Ms. Audreen Hourie (Private Citizen): No, I am making an oral presentation.

Mr. Chairperson: Okay, it will be transcribed, and you can proceed with your presentation.

Ms. Hourie: I will try to make this as brief as possible.

One of the reasons I chose to do an oral presentation is because I decided in speaking to you tonight that I would focus on oral tradition. It is one aspect of Metis tradition that is fairly strong in our communities, and it is something I think that the Louis Riel Institute, now that it is in the home stretch, will be able to get other people to appreciate and understand what it is like to come from a community, in the larger sense, that depended quite largely on oral tradition historically.

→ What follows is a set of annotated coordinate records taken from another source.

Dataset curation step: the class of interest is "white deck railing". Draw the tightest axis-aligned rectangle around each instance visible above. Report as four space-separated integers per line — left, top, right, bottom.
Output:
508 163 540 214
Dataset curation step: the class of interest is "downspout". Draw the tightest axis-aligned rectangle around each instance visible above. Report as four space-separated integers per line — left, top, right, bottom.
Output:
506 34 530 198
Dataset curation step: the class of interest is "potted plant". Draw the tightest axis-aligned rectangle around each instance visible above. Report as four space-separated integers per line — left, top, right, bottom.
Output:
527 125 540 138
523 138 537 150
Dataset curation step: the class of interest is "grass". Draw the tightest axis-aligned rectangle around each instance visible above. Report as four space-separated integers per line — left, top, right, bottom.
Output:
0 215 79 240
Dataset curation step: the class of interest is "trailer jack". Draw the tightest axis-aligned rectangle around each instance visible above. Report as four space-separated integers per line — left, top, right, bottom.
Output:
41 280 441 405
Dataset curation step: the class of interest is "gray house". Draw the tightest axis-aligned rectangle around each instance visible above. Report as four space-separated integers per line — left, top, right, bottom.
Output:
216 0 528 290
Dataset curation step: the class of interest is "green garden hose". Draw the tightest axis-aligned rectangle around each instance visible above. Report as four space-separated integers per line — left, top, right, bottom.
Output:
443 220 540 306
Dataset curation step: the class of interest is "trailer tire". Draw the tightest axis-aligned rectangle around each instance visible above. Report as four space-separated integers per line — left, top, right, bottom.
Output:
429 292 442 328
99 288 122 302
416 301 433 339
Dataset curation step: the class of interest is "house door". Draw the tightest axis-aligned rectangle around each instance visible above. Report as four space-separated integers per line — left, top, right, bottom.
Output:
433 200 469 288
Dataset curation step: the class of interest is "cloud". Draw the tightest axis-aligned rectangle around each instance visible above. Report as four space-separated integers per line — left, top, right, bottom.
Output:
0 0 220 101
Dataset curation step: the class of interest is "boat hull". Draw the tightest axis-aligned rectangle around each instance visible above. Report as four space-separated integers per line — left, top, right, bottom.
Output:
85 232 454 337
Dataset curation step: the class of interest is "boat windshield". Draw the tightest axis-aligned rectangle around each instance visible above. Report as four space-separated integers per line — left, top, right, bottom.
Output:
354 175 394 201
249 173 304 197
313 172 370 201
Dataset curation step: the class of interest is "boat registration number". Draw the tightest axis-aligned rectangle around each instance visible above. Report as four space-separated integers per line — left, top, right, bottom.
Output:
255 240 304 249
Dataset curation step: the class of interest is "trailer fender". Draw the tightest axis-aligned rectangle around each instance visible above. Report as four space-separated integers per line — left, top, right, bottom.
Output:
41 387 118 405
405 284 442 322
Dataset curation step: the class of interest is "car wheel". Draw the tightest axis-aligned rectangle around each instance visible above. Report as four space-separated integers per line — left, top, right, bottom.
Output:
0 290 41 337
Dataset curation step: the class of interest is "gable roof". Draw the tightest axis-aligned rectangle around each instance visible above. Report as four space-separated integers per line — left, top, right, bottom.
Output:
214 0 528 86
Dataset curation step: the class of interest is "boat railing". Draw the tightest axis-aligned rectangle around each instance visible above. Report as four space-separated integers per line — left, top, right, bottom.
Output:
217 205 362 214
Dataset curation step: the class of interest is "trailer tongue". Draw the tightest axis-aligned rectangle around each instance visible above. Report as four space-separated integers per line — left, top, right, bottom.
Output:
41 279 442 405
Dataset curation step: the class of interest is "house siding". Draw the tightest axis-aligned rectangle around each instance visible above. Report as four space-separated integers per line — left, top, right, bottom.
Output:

In my family--and I was born in Grand Marais, which in the 1940s was almost 100 percent Metis, as was Camperville. There were two communities quite similar. One survived and one did not. Our little community of Grand Marais now is almost totally consumed by tourists and the tourism industry without very much participation of the local population. My mother is 85 years old and does not live there any more, and her little patch of land will be the last little Metis corner of that community fairly quickly.

My mother learned to speak English. Our family did not speak to us in our languages, and my mother is 85, so we are looking at a language cutoff in my family of 80 years ago. So I was raised in an English-speaking household and went to an English-speaking school in the 1940s. But I did know that there was something my family was doing that I was not a part of, and I sense that I was not the only one. By the time I was 14, I had to leave Grand Beach and go over to Selkirk to finish my high school education. There were not too many people in that large high school in Selkirk who looked like me, maybe two of us in Grade 12.

I got a sense that there was something very different about me, about the young Clemons girl that was in my class with me in this very, very large high school. I started asking my questions at 14 years of age because that is how old I was when I was in Grade 12--do not ask me how I got there at that age--away from home to finish education and being in a society that really did not reflect the way I was raised in how the community make-up is there.

So I started asking questions at a very early age at 14, and I am 52. So I really grabbed on to, in the 1970s, researching about Metis people. I was one of the land claims researchers coming through the 1970s, early 1980s, and I started asking myself why in these land claims records are there so many Xs by our people. Most of the records I am looking at are government, church, Land Titles. We would have had a few writers. We all would have been one of them, maybe a few more, but for the majority of records I looked at, there is very little of a record left by our people.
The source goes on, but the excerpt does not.